El Barcelona de 2014

Dirigir al FC Barcelona solía ser complicadísimo. Aún lo es, probablemente. Quizá ahora lo sea más que nunca.

Los años de vino y rosas con Guardiola, y el año de Vilanova, han hecho olvidar ciertas cosas. Han hecho que el banquillo culé parezca un lugar relativamente cómodo, desde el que se disfruta de un equipo que juega de memoria. Incluso después de la eliminatoria con el Bayern, cuyo escozor se amortiguó con una Liga triunfal y con el retorno a Londres del aborrecido José Mourinho. Los años dulces han relegado a la condición de vago recuerdo las convulsiones del entorno, la hipersentimentalidad de la afición, el peso de la cuestión política. Todo eso sigue ahí, semioculto tras los trofeos.

El equipo goza de una admiración planetaria, pero tiene que afrontar varios relevos delicados. De forma urgente el de Puyol y el de Valdés, que son difíciles, y a corto plazo el de Xavi, que es dificilísimo. Necesita pensar algo para reforzar a Sergio Busquets, porque los rivales (no sólo el Bayern, casi todos) han descubierto lo rentable que resulta apretar en el bajo vientre del centrocampismo culé. Y, por supuesto, ha de resolver con éxito la incógnita de la ecuación Messi-Neymar.

Esa es la parte sencilla del trabajo. El nuevo entrenador partirá con un lastre: no será Pep Guardiola. Pep era el técnico perfecto porque era catalán, era de la casa, sabía manejar a la prensa y al público, representaba la herencia conflictiva y a la vez irresistible de Cruyff y, sobre todo, ganaba. Ganó desde el principio, y se fue cuando aún no se notaba demasiado que había dejado de hacerlo. Vilanova también era catalán, también era de la casa, sabía actuar con diplomacia, ganó lo suficiente en su única temporada y gozaba de una prima de simpatía por su enfermedad.

Al FC Barcelona no le basta con un buen técnico. Desde Udo Lattek a Hennes Weisweiler, desde Louis van Gaal a Bobby Robson, desde César Luis Menotti a Luis Aragonés, una larga lista de buenos entrenadores han comprobado que ni con grandes futbolistas (tipos como Maradona, Schuster o Ronaldo abandonaron el Camp Nou con unos resultados inferiores a lo esperado) funcionan bien las cosas. Cuesta. Siempre ha costado. Y ahora más.

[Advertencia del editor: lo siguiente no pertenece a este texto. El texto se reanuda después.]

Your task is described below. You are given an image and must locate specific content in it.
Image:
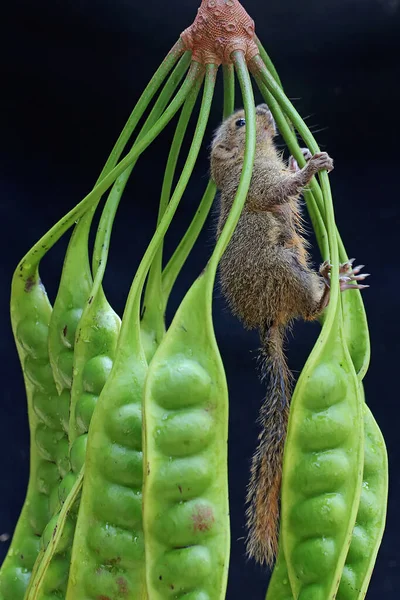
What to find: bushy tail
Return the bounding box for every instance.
[246,325,291,566]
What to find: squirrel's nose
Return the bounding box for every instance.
[256,104,270,115]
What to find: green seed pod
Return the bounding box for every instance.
[0,274,62,600]
[336,405,388,600]
[281,316,363,600]
[143,52,255,600]
[49,213,96,393]
[143,277,229,599]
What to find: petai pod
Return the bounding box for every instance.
[23,55,195,600]
[266,404,388,600]
[143,275,229,600]
[336,405,388,600]
[49,206,96,394]
[143,52,255,600]
[0,40,184,600]
[27,207,120,600]
[0,255,69,600]
[67,63,208,600]
[281,310,363,600]
[0,40,187,600]
[0,272,63,600]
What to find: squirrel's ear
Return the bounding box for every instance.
[211,144,238,161]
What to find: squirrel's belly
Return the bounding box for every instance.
[220,236,292,329]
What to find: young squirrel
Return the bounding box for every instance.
[211,104,367,565]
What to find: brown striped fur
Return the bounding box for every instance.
[211,105,332,565]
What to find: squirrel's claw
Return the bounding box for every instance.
[319,258,370,292]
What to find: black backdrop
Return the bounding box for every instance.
[0,0,400,600]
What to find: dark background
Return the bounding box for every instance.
[0,0,400,600]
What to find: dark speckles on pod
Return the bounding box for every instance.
[24,277,35,293]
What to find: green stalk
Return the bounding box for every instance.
[117,63,217,360]
[162,65,235,313]
[255,51,371,381]
[255,74,329,259]
[255,36,283,90]
[141,67,205,361]
[92,52,191,279]
[251,55,339,322]
[206,51,256,278]
[16,39,184,279]
[162,180,217,300]
[222,65,235,119]
[97,38,185,183]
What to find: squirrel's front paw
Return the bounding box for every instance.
[307,152,333,173]
[289,148,312,173]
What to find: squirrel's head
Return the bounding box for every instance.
[211,104,277,187]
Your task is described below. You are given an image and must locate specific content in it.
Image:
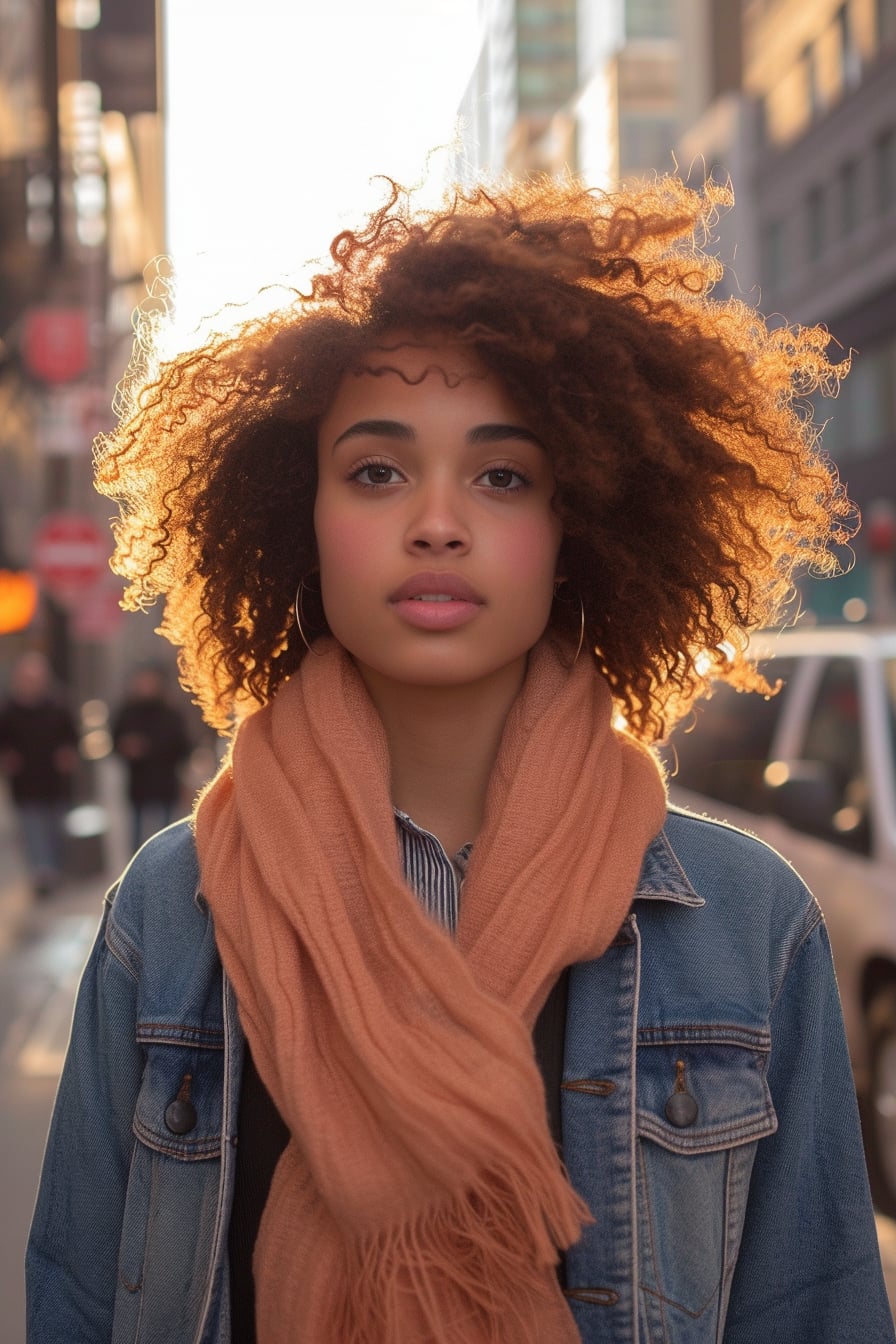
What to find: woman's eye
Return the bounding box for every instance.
[352,462,402,485]
[480,466,529,491]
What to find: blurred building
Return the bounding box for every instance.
[459,0,680,184]
[0,0,164,691]
[461,0,896,620]
[681,0,896,620]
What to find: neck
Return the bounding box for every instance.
[359,660,525,853]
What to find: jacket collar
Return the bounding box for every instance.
[634,831,707,907]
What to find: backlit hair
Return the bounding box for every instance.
[97,177,854,741]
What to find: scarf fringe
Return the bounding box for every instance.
[329,1164,594,1344]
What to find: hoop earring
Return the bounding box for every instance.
[572,593,584,667]
[293,578,324,659]
[553,579,584,667]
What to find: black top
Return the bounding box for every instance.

Guardiola, como Cruyff en sus cuatro años buenos, consiguió generar un mecanismo virtuoso. Cualquier invento salía bien. No en cuanto a fichajes, aunque sí en los dos apartados fundamentales: un juego distintivo y un talante apropiado para manejarse con una afición sentimentalmente volcánica. Lo de los sentimientos es muy importante. Cualquier cosa se olvida cuando se alza una orejuda, pero eso no pasa todos los días. La rutina incluye comprender, o al menos asumir, que el FC Barcelona y su afición más cercana, la que más se hace oír, han saltado desde el catalanismo tradicional a un nacionalismo soberanista (con todos los matices que se quiera) muy sensible, natural y necesario para unos, incómodo para otros, insoslayable para todos.

El mecanismo virtuoso puede convertirse en círculo vicioso si el equipo no consigue buenos resultados. Eso también le ocurre al Real Madrid, y a la Juventus, y al Manchester, y al Bayern, y al resto de potencias. El Barça, sin embargo, necesita algo más que juego y resultados para evitar el descarrilamiento. Necesita sintonizar con los suyos, con un público que no necesariamente acude al Camp Nou pero considera al club un instrumento esencial para la construcción de una determinada Cataluña. Y el entrenador que llegará será, salvo catástrofe súbita, el hombre que ocupará el banquillo durante 2014. El tercer centenario de la caída de Barcelona en la guerra de sucesión española (o de secesión catalana, según el manual nacionalista) va a marcar, con o sin referéndum soberanista, un año tenso, abundante en polémicas, con riesgo de frustración en un lado o en otro, o, tratándose de Cataluña, posiblemente en ambos. Eso se notará en la grada. Si el fútbol no genera pasión entre el público, se volcará la pasión en lo otro.

El banquillo del Barça permaneció inmune a esos asuntos en los años del salto al soberanismo impulsado por Laporta, y continuado sin perceptible entusiasmo por Rosell, porque el entrenador era uno de los nuestros. Quien venga no hablará el catalán de Guardiola y Vilanova, ni conocerá tan bien como ellos la suspicacia ambiental ante cualquier gesto u omisión. Necesitará la bonhomía de Rijkaard, la suerte de Cruyff y el tacto de Robson, además de hacer un gran trabajo, para salir del paso. Será un trabajo complicado.